The nice thing about all this is that while the current instantiation of Kafka’s Streams APIs are in the form of Java libraries, it isn’t limited to Java per se. Kafka’s support for stream processing is primarily a protocol-level capability that can be represented in any language. This is an important distinction. Stream processing isn’t one interface, so there is no restriction for it to be available as a Java library alone. There are many ways to express continual programs: SQL, function-as-a-service or collection-like DSLs in many programming languages. A foundational protocol is the right way to address this diversity in applications around an infrastructure platform.
Apache Kafka: An entire ecosystem around streams of data
Success of an infrastructure platform lies not just in the platform itself but in the broader ecosystem that it gives birth to. We want Apache Kafka to support a rich ecosystem of pub-sub libraries, connectors, stream processing interfaces, beyond what we could ever build in a single project.
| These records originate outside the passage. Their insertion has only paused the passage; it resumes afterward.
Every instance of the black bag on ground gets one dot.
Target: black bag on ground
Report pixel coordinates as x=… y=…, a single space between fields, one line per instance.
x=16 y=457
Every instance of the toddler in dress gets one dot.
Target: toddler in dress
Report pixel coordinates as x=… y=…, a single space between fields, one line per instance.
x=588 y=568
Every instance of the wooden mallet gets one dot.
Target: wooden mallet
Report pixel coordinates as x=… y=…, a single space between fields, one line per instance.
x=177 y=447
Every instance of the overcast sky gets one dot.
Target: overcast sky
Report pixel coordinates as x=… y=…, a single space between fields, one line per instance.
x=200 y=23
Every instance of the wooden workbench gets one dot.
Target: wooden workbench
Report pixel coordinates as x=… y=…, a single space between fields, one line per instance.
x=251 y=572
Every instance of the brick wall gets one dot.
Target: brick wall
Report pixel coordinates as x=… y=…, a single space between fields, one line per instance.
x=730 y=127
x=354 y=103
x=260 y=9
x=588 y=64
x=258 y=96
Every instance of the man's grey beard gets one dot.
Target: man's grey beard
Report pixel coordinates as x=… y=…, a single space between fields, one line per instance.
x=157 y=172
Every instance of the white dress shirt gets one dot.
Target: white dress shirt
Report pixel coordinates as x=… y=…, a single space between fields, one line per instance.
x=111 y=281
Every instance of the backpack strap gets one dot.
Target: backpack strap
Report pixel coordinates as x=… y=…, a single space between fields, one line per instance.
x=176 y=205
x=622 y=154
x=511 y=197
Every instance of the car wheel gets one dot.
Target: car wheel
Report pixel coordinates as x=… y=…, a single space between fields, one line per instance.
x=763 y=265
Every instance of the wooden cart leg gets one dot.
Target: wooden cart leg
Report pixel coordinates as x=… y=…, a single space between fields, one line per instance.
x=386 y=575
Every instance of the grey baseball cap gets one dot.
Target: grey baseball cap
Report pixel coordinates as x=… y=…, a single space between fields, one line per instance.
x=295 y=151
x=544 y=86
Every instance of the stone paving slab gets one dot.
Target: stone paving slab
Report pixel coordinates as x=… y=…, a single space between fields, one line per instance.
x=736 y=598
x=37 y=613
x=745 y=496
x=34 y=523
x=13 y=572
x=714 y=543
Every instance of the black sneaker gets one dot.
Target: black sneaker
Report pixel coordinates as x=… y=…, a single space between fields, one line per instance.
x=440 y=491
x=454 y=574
This is what we have today and what is growing and thriving as part of the broader Kafka community.
“So that is the vision we had in mind and what we set out to build towards – a Streaming Platform; the ability to read, write, move and process streams of data with transactional correctness at company-wide scale.”
It took us nearly a decade to turn this vision into reality and we are not done yet. From Kafka’s broad adoption in the world, it is clear to me that this Streaming Platform is going to be as big and central of a data platform as relational databases are.
With this release, the Apache Kafka Project Management Committee is acknowledging that Kafka has truly become a stable, mature, and enterprise-ready Streaming Platform poised to continue serving users faithfully and evolving as stream processing plays a first-class role in enabling a central nervous system for all companies worldwide. I am very excited for the progress we have made so far and I’m looking forward to the next seven years of what the Apache Kafka community, my fellow committers, and the ever-growing list of Kafka fans and users can do with this platform, and I am humbled to be a part of the process.